Here is the scenario. A district attorney has brought charges. The defense has filed a motion to dismiss....Or we are at trial and the defense has just objected to the prosecutor's characterization of the law.

What does the judge rule based on what rule or precedent?
 
Bob this isn't current events. I'm not merely voicing my opinion. The verdict of history is pretty much in. Nixon was guilty as charged.
 
Prove it.

Here is the scenario. A district attorney has brought charges. The defense has filed a motion to dismiss....Or we are at trial and the defense has just objected to the prosecutor's characterization of the law.

What does the judge rule based on what rule or precedent?

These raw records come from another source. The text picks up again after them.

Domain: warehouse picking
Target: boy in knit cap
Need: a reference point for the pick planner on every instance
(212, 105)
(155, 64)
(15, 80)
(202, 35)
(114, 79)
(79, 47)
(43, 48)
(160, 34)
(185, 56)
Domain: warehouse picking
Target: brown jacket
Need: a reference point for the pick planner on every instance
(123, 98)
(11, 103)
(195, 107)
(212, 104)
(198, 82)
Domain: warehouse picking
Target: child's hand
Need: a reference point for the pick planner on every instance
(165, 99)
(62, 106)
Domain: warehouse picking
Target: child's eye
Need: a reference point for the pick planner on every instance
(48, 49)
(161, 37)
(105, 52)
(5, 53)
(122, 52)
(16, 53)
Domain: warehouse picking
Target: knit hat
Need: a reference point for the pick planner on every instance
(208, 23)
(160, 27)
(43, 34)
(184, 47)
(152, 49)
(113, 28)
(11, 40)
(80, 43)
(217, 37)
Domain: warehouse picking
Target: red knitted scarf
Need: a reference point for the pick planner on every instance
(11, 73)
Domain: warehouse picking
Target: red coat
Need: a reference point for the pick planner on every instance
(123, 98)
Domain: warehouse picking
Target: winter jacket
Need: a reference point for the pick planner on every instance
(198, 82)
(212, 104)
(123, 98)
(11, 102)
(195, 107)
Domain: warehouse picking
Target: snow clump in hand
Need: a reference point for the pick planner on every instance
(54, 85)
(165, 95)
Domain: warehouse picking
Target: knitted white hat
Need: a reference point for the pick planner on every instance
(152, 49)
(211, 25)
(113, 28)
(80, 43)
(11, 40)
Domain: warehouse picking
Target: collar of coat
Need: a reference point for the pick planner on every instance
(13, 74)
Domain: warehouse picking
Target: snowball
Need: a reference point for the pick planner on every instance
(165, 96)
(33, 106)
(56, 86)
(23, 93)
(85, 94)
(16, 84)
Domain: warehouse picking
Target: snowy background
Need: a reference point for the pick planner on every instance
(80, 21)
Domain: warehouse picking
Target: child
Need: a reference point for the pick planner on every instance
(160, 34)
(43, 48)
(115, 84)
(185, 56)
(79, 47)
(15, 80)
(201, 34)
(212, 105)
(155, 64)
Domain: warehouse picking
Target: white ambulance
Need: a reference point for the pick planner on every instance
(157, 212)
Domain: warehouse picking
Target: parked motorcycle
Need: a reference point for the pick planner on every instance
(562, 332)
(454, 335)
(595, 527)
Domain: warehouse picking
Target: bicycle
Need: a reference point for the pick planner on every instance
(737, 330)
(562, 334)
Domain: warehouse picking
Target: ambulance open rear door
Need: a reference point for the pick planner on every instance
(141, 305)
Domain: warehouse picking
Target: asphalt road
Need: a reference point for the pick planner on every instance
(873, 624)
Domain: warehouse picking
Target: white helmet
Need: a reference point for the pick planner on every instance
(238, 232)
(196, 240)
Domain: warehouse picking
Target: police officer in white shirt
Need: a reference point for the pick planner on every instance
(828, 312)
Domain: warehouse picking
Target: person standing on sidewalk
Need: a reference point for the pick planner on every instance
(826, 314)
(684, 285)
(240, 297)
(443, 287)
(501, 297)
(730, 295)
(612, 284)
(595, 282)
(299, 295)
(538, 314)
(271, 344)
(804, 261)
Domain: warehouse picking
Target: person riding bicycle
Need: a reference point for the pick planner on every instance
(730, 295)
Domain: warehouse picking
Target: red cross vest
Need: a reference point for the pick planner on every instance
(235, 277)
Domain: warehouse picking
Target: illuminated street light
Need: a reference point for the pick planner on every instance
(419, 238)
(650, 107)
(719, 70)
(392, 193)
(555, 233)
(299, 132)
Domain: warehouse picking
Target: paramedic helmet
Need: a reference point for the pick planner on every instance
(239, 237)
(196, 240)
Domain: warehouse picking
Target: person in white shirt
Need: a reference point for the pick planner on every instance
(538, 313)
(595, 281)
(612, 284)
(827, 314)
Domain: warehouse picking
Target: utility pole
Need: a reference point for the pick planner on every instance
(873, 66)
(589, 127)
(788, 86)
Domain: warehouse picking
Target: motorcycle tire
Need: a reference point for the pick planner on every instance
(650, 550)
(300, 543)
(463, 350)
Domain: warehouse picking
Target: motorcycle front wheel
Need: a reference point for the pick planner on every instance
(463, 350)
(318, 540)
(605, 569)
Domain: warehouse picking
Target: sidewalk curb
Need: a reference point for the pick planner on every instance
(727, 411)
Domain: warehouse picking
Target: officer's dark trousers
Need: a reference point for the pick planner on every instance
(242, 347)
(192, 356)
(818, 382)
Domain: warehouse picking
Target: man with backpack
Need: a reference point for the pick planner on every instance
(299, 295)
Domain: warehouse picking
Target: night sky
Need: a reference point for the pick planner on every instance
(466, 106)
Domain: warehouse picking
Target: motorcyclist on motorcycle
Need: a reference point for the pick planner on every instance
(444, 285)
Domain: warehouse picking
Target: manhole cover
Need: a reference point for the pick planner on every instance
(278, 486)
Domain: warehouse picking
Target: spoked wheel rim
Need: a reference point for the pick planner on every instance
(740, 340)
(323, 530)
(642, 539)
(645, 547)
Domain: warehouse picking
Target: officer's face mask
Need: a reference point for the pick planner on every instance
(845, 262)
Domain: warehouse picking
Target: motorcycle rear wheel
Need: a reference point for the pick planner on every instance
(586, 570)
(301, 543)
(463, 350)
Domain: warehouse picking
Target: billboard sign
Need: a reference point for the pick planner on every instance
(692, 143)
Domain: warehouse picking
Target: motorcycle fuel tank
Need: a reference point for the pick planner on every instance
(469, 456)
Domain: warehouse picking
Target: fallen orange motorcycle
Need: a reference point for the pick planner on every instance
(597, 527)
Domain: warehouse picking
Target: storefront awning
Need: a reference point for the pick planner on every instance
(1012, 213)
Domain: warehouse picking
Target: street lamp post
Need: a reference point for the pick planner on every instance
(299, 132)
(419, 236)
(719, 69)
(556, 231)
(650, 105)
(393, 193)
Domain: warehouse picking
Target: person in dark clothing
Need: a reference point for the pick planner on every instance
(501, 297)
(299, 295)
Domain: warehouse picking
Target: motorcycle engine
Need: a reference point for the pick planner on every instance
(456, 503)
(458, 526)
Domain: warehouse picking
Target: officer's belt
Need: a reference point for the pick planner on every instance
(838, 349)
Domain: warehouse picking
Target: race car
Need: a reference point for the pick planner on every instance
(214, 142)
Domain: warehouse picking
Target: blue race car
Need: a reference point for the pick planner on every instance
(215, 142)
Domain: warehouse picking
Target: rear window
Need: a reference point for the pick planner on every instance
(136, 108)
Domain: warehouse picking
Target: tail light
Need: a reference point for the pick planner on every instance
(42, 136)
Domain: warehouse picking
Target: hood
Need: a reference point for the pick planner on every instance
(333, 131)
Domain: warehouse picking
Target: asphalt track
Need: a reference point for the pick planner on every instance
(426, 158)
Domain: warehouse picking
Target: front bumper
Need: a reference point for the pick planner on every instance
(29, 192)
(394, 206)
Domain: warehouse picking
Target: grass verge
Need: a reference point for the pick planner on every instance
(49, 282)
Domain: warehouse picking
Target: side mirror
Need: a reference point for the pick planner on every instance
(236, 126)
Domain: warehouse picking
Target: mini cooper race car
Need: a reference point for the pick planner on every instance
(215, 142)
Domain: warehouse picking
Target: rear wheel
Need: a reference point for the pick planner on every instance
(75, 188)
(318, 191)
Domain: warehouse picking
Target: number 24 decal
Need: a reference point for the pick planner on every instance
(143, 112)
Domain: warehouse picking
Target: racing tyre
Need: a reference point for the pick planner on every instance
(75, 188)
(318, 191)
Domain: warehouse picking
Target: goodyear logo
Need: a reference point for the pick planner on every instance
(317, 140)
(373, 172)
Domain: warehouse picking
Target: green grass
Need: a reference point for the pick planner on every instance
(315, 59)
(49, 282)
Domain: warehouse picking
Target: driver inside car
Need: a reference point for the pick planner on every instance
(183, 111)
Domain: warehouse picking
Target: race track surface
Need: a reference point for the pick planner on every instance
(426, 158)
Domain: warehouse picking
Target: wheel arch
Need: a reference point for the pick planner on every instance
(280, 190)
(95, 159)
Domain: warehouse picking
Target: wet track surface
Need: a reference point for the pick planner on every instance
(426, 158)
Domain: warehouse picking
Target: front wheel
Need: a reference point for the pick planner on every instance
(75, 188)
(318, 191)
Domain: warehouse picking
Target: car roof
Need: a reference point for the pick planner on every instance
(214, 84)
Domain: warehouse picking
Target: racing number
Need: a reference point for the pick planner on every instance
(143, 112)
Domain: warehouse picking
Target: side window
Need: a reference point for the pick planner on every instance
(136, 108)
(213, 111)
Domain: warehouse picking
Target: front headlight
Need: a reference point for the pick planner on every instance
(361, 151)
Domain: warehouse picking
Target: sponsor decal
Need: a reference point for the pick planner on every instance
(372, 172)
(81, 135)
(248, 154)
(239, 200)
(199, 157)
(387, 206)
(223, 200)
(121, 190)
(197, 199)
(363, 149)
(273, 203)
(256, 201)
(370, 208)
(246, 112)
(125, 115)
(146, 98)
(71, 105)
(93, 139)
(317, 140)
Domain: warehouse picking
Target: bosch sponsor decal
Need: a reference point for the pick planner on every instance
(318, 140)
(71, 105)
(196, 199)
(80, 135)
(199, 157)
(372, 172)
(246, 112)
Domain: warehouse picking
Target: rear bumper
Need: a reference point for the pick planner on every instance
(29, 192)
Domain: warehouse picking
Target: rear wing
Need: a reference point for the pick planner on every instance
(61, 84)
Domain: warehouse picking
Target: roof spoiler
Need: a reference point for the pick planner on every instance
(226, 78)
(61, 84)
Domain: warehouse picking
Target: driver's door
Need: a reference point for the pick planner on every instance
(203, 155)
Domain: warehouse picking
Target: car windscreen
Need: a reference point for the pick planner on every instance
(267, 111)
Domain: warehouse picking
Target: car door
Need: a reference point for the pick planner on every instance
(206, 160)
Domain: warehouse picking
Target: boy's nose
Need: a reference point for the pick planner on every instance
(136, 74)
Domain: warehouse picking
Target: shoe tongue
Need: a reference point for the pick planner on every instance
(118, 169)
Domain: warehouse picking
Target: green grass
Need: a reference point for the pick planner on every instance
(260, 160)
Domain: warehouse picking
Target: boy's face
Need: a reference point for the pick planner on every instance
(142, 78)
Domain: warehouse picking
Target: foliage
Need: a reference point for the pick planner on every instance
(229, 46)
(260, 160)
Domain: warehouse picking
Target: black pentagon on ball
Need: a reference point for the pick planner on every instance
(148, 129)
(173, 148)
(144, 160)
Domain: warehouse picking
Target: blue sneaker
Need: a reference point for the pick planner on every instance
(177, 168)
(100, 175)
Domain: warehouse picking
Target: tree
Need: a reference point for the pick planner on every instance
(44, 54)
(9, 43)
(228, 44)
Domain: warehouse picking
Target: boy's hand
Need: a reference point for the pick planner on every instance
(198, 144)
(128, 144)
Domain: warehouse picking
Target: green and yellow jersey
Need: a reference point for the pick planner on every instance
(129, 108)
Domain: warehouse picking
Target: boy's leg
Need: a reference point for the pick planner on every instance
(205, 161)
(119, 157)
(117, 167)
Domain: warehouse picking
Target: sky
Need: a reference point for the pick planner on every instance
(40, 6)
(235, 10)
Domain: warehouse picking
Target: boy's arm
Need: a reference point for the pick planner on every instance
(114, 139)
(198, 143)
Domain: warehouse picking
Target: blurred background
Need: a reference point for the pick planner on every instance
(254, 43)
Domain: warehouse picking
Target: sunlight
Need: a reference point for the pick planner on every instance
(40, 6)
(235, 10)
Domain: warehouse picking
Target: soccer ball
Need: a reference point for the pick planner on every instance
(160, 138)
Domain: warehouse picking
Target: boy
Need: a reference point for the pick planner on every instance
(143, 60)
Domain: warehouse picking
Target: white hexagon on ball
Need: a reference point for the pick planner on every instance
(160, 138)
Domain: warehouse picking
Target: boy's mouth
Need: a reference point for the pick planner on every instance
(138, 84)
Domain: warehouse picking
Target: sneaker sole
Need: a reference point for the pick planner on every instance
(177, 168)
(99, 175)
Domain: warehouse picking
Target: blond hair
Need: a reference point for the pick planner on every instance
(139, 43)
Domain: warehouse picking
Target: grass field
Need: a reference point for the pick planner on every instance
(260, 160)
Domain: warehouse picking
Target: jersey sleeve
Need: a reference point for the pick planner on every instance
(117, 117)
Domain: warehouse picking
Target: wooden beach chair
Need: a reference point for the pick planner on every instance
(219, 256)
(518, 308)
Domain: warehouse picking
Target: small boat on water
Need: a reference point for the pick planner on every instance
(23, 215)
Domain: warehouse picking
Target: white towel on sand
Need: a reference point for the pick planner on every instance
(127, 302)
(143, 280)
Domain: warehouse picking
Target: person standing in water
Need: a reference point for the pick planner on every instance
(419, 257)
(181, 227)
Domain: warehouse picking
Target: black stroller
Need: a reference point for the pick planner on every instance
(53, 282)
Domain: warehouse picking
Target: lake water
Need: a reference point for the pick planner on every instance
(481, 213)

What are you talking about?
 
Bob this isn't current events. I'm not merely voicing my opinion. The verdict of history is pretty much in. Nixon was guilty as charged.

As far as I can tell, there wasn't anyone pursuing criminal charges for obstruction of justice. Congress was, but that isn't a criminal proceeding. It is political.

If it is so easy, no one has bothered to write down the test for assertion of national security. The Brandenburg standard has its own wikipedia page. There are dozens of articles on the legal aspects of the complicated and mundane. Where is it on this?
 
What are you talking about?

Suppose a hypothetical where Nixon doesn't resign, Congress doesn't pursue impeachment, but the DoJ pursues criminal obstruction of justice. Suppose the defense asserts the order was Legitimate national security concern. What does the actual precedent and laws say about it and how would a judge apply it?
 
As far as I can tell, there wasn't anyone pursuing criminal charges for obstruction of justice. Congress was, but that isn't a criminal proceeding. It is political.

If it is so easy, no one has bothered to write down the test for assertion of national security. The Brandenburg standard has its own wikipedia page. There are dozens of articles on the legal aspects of the complicated and mundane. Where is it on this?

So what? Congress was going to impeach Nixon. They had enough proof to convict with the recordings.

While there may not be a test for national security, covering up a burglary being done on behalf of a political campaign is not national security.
 

Bob everything you're asking about is answered in the link that was posted (and which I'm repasting) above. You.re really making a mistake by not at least looking at it.

Article I was Obstruction of Justice. Section 3 reads:
  • approving, condoning, acquiescing in, and counselling witnesses with respect to the giving of false or misleading statements to lawfully authorized investigative officers and employees of the United States and false or misleading testimony in duly instituted judicial and congressional proceedings;
Section 5:
  • endeavouring to misuse the Central Intelligence Agency, an agency of the United States;

The "national security" issue Nixon talks about on tape is the Cuban Bay of Pigs invasion ten years earlier. That the investigation might "open that whole thing up again." Open what up again? That didn't make too much sense and is undoubtedly the reason the FBI Director Patrick Gray didn't buy it. Why Congress accused him of trying to "misuse the CIA."

Where you seem to be getting confused is, Nixon didn't try and use the national security claim as a legal defense. He tried to use executive privilege. Essentially he argued the president is above the law. Which is what I was referring to -- if the president does it it's not illegal -- which started this whole segueway.